Asynchronous JavaScript

Outcomes

Understand and use command line options.
Understand and use callbacks to produce asynchronous code.
Understand the JSON data format and know how to convert between it and JavaScript objects.
Understand Screen Scraping

IO is Expensive

Waiting for IO to complete is big waste of resources Three solutions: synchronous processes Apache threads Node

NodeJS Threading Model

NodeJS runs in a single thread JavaScript supports lambda / callbacks Callbacks run in their own threads After callback thread is destroyed

Using Request.

Main methods correspond to HTTP verbs:

request.get(url, callback)
request.put(url, data, callback)
request.post(url, data, callback)
request.del(url, callback)

Be careful, because callbacks are asynchronous

Callbacks

A callback (higher-order) function

Passed around like a variable

a function that is passed to another function as a parameter

the callback function is called (or executed) inside the other Function.

When we pass a callback function as an argument to another function, we are only passing the function definition.

The containing function has the callback function in its parameter as a function definition

The function is not executed in the parameter.

It can execute the callback anytime.

Callbacks are important!

NodeJS runs in a single threaded event loop.

If a long-running operation occurs, the process stops "blocks" until the event has finished.

To prevent blocking operations any long running activities are run in callbacks.

The callback is a function that should be run after the operation is complete.

While it is processing, control is passed back to the main event loop.

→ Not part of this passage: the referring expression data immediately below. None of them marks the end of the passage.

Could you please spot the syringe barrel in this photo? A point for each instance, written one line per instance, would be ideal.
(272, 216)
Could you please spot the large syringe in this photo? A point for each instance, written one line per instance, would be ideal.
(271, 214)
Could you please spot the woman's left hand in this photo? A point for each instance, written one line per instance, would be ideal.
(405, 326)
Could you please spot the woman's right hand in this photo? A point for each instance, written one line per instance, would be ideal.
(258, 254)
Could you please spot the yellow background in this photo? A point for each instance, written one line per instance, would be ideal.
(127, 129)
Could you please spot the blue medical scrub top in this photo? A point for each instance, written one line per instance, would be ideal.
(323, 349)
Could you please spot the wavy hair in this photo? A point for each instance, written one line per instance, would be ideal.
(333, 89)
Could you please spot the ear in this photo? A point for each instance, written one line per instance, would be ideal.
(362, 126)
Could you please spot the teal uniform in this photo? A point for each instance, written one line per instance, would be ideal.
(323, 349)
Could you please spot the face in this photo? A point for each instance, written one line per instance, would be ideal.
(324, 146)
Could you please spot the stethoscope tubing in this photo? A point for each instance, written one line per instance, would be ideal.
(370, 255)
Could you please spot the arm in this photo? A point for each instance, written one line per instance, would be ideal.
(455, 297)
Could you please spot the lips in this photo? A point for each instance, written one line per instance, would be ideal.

Simple GET request with callback:

'use strict'
const request = require('request')
request.get( 'http://api.fixer.io/latest?symbols=GBP', (err, res, body) => {
  if (err) {
  console.log('could not complete request')
  }
  console.log(body)
})

Data Exchange Formats

RESTful APIs send data across the Internet

Needs to be transmitted as text (ASCII/UniCode)

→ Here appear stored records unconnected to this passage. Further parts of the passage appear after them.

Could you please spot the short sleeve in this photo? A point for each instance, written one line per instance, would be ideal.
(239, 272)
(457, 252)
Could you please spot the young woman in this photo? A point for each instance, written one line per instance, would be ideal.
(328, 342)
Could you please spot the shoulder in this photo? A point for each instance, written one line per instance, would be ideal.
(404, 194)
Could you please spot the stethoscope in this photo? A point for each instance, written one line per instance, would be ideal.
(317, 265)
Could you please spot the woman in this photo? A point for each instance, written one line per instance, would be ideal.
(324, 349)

Needs to communicate both the data and its structure.

Variables
Objects
Arrays

Common data exchange formats

XML (Extensible Markup Language)
JSON (JavaScript Object Notation)
YAML (Yet Another Markup Language)
CSV (Comma-Separated Values)

XML Example

<address>
  <org>Coventry University</org>
  <street>4 Gulson Road</street>
  <city>Coventry</city>
  <country>United Kingdom</country>
  <postcode>CV1 5FB</postcode>
</address>

JSON Example

address {
  "org": "Coventry University",
  "street": "4 Gulson Road",
  "city": "Coventry",
  "country": "United Kingdom",
  "postcode": "CV1 5FB",
}

YAML Example

address:
  org: "Coventry University"
  street: "4 Gulson Road"
  city: "Coventry"
  country: "United Kingdom"
  postcode: "CV1 5FB"

CSV Example

"org", "street", "city", "country", "postcode" 
"Coventry University", "4 Gulson Road", "Coventry", "United Kingdom", "CV1 5FB"

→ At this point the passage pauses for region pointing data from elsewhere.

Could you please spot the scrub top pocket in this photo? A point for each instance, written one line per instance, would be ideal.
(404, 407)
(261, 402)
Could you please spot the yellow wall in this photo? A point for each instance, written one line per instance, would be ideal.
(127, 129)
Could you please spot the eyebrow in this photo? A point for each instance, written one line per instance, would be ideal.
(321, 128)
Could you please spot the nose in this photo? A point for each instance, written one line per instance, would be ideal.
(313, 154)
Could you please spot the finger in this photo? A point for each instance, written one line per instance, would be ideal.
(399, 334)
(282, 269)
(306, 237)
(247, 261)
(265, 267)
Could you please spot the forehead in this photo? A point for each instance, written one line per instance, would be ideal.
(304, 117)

Why do we prefer the JSON format?

Text-based
Position independent
Lightweight
Interoperable with JavaScript Objects

Converting to and from JSON

const jsObj = {
firstname: 'John',
lastname: "Doe"
}
const jsonStr = JSON.stringify(jsObj)
const jsonStr2 = JSON.stringify(jsObj, null, 2)
const newObj = JSON.parse(jsonStr)

Screen Scraping

Sometimes called Data Scraping

Extracting data from a human-readable web page

Why use screen scraping?

Some data not available through an API

Usually a last resort

Sometimes companies scrape their own websites!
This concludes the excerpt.